# GMAT Challenge Question: Blackout Dates

Happy Thanksgiving, everyone!  With today as one of the busiest travel dates of the year, and undoubtedly a blackout date for your frequent-flier or rewards-miles program, we’ll offer this Data Sufficiency question for which blackouts can play a prominent role.

We’ll explain what we mean later today; for now, please enter your solutions in the comments field and we’ll be back this evening with an explanation and takeaway for which you’ll be thankful!
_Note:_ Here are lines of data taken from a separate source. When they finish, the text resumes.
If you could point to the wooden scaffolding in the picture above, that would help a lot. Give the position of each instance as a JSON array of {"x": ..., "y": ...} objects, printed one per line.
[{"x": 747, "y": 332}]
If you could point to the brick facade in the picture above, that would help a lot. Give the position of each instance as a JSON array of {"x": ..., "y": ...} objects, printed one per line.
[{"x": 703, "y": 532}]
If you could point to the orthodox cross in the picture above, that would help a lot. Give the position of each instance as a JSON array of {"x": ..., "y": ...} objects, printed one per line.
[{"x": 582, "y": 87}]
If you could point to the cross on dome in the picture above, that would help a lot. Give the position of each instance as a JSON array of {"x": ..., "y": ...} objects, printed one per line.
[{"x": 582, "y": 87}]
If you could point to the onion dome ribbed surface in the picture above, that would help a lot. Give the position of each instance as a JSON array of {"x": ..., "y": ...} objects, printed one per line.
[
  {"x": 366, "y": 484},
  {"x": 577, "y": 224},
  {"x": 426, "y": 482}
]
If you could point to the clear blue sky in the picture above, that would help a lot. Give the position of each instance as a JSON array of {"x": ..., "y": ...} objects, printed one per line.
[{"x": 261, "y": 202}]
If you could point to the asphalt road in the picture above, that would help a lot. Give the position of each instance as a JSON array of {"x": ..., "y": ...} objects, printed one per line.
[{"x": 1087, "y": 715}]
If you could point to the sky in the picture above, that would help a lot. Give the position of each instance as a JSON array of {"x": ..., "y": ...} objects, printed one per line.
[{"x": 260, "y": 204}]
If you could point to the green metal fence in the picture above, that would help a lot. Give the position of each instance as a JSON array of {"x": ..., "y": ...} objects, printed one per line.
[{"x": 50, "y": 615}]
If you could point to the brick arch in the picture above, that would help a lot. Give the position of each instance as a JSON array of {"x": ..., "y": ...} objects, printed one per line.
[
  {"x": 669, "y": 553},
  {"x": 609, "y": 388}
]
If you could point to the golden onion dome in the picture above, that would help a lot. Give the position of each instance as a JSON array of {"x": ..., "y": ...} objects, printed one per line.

If y is an odd integer and the product of x and y equals 222, what is the value of x?

(1)  x is a prime number

(2)  y is a three-digit number

Update: Solution.  Much of this problem’s difficulty derives from the fact that it is hard for us to forget what we’ve already been told.   On Data Sufficiency questions, it’s therefore important to practice “Memory Blackout” when reading statement 2 – we must assess statement 2’s sufficiency on its own by blacking out everything we’ve learned from statement 1.
Here, statement 1 tells us that x is prime, and we already know that y is odd.  For an odd y to multiply by x and produce 222, an even number, x must be even.  Therefore, if x is both even and prime, x must be 2, and the statement is sufficient.

Attacking statement 2, we no longer know that x is prime – nor do we even know that x is an integer. We ONLY know that y is a 3-digit odd number.  You may be baited into thinking that x is an integer, bringing all or some of what you’ve learned from statement 1 into the process, but we  don’t know that at all.  y could be 333 and x could be 2/3 and statement 2 is still satisfied. Or, as you were probably trapped into predicting, y could be 111 and x could be 2.  But because we can’t know for certain in this case that x is an integer, the statement is not sufficient, and the correct answer is A.